Bit reading puzzle (reading a binary file in C++)

I am trying to read the file 'train-images-idx3-ubyte', which can be found here along with the corresponding file format description (at the bottom of the webpage). When I look at the bytes with od -t x1 train-images-idx3-ubyte | less (hexadecimal, bytewise), I get the following output:
adress bytes
0000000 00 00 08 03 00 00 ea 60 00 00 00 1c 00 00 00 1c
0000020 00 00 00 00 00 00 00 00 00 00 00 00 00 00 00 00
...
This is what I expected according to 1. But when I try to read the data with C++ I've got a problem. What I do is this:
std::fstream trainingData("minst/train-images-idx3-ubyte",
std::ios::in | std::ios::binary);
int8_t zero = 0, encoding = 0, dimension = 0;
int32_t samples = -1;
trainingData >> zero >> zero >> encoding >> dimension;
trainingData >> samples;
debugLogger << "training set image file, encoding = "

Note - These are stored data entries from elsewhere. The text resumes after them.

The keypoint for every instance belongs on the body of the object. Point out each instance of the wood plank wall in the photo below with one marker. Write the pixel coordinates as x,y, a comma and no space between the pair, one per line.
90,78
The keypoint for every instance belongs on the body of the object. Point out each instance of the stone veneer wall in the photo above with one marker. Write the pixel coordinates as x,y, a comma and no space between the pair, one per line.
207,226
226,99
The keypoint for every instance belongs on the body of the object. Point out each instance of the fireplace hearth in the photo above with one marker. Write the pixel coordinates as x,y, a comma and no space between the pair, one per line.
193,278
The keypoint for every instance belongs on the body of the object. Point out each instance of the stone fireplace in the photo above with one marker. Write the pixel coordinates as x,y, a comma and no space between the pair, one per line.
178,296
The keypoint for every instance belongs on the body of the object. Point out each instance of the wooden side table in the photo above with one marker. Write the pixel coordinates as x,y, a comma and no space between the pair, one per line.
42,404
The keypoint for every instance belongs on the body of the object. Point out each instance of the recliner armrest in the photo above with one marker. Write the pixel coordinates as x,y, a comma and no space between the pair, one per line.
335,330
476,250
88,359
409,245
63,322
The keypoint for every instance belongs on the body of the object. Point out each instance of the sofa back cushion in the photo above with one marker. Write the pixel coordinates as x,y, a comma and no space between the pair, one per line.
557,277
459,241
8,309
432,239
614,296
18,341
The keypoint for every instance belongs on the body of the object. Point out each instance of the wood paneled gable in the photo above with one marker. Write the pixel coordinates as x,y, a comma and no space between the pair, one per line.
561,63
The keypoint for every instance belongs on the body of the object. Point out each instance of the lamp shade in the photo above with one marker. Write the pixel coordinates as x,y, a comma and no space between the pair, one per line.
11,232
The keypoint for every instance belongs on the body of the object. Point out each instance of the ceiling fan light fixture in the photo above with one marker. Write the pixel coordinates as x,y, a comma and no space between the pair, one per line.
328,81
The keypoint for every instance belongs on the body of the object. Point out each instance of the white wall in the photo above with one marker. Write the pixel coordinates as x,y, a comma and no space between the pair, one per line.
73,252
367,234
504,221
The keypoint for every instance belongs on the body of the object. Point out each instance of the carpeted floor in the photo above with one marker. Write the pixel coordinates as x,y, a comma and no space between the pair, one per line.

<< (int) encoding << ", dimension = "
<< (int) dimension << ", items = " << (int) samples << "\n";
But the output of these few lines of code is:
training set image file, encoding = 8, dimension = 3, items = 0
Everything but the number of instances (items, samples) is correct. I tried reading the next 4 bytes as int8_t and that gave me at least the same result as od. I cannot imagine how samples can be 0. What I actually wanted to read here was 10,000. Maybe you've got a clue?
As mentioned in other answers, you need to use unformatted input, i.e. istream::read(...) instead of operator>>. Translating your code above to use read yields:
trainingData.read(reinterpret_cast<char*>(&zero), sizeof(zero));
trainingData.read(reinterpret_cast<char*>(&zero), sizeof(zero));
trainingData.read(reinterpret_cast<char*>(&encoding), sizeof(encoding));
trainingData.read(reinterpret_cast<char*>(&dimension), sizeof(dimension));
trainingData.read(reinterpret_cast<char*>(&samples), sizeof(samples));
Which gets you most of the way there - but 00 00 ea 60 looks like it's in Big-endian format, so you'll have to pass it through ntohl to make sense of it if you're running on an intel-based machine:
samples = ntohl(samples);
which gives encoding = 8, dimension = 3, items = 60000.
The input is formatted, which will result in you reading wrong results from the file. Reading from an unformatted input will provide the correct results.